Там оборот ночей и дней

иной, короткий...

Вот Человек:

отшельник в лодке,

мой медиум...

Вдохновение определено Львом Толстым как состояние, когда ясно открывается, что можно сделать.

ЧТО МОЖНО СДЕЛАТЬ, и точка. Больше во вдохновении ничего нет.

ЧТО МОЖНО СДЕЛАТЬ: когда это ясно, когда открывается — не остается уже ничего, кроме как делать. Уже невозможно не делать, как ни сопротивляйся, УЖЕ делается.

Помню точно: волнения никакого, ни доли трепета.

Только сквозняковое — ЧТО ТАМ — не любопытство, нет, действо, деяние пребывания. Что там, кроме того, что обозначилось из белизны бумаги. Что там, что там на Дереве, и под ним, и за, и в скальных расселинах, и на камнях, и на водных валунах, давно обжитых. На холмистом холодеющем берегу, принимающем сумерки, и за ним, за водой, знающей свой исток и цель.

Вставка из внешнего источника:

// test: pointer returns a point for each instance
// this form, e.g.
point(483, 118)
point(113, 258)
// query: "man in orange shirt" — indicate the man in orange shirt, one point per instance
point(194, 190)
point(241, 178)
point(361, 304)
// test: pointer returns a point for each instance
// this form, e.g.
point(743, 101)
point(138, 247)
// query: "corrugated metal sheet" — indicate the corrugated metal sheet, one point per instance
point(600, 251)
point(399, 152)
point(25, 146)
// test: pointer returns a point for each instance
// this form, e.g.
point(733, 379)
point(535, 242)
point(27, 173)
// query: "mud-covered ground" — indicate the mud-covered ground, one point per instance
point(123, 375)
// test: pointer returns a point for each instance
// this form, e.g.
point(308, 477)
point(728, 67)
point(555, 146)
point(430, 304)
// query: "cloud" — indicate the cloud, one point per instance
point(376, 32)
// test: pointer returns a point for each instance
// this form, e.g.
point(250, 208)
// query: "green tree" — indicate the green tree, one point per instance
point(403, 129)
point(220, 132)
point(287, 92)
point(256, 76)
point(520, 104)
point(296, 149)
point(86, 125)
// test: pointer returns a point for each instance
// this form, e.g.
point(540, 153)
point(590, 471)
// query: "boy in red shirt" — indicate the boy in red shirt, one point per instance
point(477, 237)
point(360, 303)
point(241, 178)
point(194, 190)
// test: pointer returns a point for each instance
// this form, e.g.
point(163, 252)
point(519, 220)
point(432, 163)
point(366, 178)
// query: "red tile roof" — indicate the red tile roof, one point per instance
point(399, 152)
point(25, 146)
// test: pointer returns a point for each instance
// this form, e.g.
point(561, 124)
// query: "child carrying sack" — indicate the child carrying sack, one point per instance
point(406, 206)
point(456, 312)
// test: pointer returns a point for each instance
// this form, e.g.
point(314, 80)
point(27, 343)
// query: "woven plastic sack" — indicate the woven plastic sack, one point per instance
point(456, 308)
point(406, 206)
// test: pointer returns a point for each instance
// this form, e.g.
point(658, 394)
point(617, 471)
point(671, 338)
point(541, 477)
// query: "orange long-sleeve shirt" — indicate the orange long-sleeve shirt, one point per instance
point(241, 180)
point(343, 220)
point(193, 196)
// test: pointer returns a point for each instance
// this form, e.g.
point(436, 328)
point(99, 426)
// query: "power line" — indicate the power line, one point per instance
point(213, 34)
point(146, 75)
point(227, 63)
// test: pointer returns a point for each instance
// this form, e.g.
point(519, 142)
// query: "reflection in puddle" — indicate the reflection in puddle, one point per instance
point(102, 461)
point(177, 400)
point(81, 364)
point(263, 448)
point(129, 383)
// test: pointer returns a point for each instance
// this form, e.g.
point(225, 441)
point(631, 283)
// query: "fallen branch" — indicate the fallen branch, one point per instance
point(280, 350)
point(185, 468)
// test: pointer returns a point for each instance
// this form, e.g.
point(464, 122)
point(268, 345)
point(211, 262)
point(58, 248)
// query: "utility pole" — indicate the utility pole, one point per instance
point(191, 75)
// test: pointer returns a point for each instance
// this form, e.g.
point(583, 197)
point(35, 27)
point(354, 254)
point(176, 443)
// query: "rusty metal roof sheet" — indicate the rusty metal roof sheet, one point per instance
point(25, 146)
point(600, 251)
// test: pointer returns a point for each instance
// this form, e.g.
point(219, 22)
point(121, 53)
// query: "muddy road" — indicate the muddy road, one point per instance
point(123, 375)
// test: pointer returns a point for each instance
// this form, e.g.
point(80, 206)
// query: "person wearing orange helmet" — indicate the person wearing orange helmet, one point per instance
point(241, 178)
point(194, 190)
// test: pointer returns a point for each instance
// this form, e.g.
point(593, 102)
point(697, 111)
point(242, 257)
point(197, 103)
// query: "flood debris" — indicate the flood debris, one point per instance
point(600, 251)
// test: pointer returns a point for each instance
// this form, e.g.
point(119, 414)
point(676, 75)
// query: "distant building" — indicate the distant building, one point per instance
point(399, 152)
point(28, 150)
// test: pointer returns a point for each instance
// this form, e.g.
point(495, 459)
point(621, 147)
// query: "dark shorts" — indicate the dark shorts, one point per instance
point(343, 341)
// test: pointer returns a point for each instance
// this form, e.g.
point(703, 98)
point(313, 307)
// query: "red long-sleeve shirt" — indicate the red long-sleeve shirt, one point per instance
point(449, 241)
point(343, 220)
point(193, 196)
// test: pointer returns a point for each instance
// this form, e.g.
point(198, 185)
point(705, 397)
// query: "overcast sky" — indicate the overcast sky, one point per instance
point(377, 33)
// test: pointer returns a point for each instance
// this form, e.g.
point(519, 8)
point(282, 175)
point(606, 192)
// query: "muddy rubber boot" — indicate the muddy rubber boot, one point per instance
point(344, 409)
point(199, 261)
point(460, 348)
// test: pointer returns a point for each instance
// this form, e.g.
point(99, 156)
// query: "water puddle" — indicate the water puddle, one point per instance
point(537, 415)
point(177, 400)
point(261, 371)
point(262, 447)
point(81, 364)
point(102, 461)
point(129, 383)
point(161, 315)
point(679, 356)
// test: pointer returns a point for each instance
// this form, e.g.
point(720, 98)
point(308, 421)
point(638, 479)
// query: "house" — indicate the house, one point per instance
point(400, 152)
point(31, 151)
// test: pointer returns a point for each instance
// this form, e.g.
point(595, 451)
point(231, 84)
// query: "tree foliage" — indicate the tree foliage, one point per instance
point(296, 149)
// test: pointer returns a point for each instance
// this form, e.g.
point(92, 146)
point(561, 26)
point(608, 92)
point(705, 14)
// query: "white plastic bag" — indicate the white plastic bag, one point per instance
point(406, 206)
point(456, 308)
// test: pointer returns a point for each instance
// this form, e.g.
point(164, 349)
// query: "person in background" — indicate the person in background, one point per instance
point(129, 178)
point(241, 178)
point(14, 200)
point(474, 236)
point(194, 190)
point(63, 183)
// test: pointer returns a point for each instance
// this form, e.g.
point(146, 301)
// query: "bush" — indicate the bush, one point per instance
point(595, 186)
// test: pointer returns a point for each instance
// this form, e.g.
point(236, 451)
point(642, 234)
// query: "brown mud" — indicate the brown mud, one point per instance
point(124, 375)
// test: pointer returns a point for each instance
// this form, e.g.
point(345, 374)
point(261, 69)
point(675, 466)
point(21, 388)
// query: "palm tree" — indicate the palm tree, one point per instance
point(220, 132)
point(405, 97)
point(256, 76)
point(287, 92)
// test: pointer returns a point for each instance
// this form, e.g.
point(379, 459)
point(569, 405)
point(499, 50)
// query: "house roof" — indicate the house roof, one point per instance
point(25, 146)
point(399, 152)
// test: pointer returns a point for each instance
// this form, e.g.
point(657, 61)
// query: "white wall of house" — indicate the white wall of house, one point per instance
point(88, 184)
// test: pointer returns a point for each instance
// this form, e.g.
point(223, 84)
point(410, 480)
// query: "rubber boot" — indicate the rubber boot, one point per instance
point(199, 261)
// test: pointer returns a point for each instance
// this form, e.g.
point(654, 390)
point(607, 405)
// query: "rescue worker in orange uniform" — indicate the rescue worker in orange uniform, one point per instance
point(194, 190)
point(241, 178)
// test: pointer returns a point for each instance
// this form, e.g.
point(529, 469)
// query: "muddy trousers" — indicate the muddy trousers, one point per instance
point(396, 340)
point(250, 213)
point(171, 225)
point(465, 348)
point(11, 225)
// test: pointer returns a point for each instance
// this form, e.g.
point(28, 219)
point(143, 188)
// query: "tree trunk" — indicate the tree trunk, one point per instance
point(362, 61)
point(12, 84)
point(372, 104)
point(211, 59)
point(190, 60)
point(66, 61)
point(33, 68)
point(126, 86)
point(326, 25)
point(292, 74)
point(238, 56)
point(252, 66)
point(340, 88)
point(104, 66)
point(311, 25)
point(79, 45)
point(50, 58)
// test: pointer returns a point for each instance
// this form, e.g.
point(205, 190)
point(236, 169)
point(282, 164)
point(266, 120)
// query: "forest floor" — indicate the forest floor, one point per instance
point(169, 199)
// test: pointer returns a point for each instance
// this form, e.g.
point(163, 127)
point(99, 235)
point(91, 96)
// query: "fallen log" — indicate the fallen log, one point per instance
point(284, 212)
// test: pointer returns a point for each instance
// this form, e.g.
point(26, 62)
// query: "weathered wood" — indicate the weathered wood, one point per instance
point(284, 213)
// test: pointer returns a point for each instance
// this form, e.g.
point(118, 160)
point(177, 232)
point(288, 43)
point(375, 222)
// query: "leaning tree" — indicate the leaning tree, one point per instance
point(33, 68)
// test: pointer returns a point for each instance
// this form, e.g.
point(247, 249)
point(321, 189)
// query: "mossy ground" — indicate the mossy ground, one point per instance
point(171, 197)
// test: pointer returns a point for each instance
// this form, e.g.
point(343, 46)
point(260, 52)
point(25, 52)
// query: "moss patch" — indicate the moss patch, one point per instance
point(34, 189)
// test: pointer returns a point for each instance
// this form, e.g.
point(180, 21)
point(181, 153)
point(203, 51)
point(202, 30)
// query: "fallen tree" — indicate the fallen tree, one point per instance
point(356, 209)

За листочками, за стебельками растений. За небом, за уходящим светом... О чем думает мой Отшельник. Что там в лодке у него. Ничего. Только доска подножная да кусок хлеба в тряпице...

ЧТО СДЕЛАЛ —вижу: осталось. КАК делал, КАК рисовал — не помню, выпало. Рисовал не я, мной рисовалось.

Помню только последний, кошмарный миг возвращения в себя: КЛЯКС.

Я ведь потом только во множестве жалких попыток изобразить что-то правильно и сознательно уяснил, какая это коварная, обманчиво-податливая материя — акварель, женственнейшая из палитр, сколько таит подвохов и издевательств.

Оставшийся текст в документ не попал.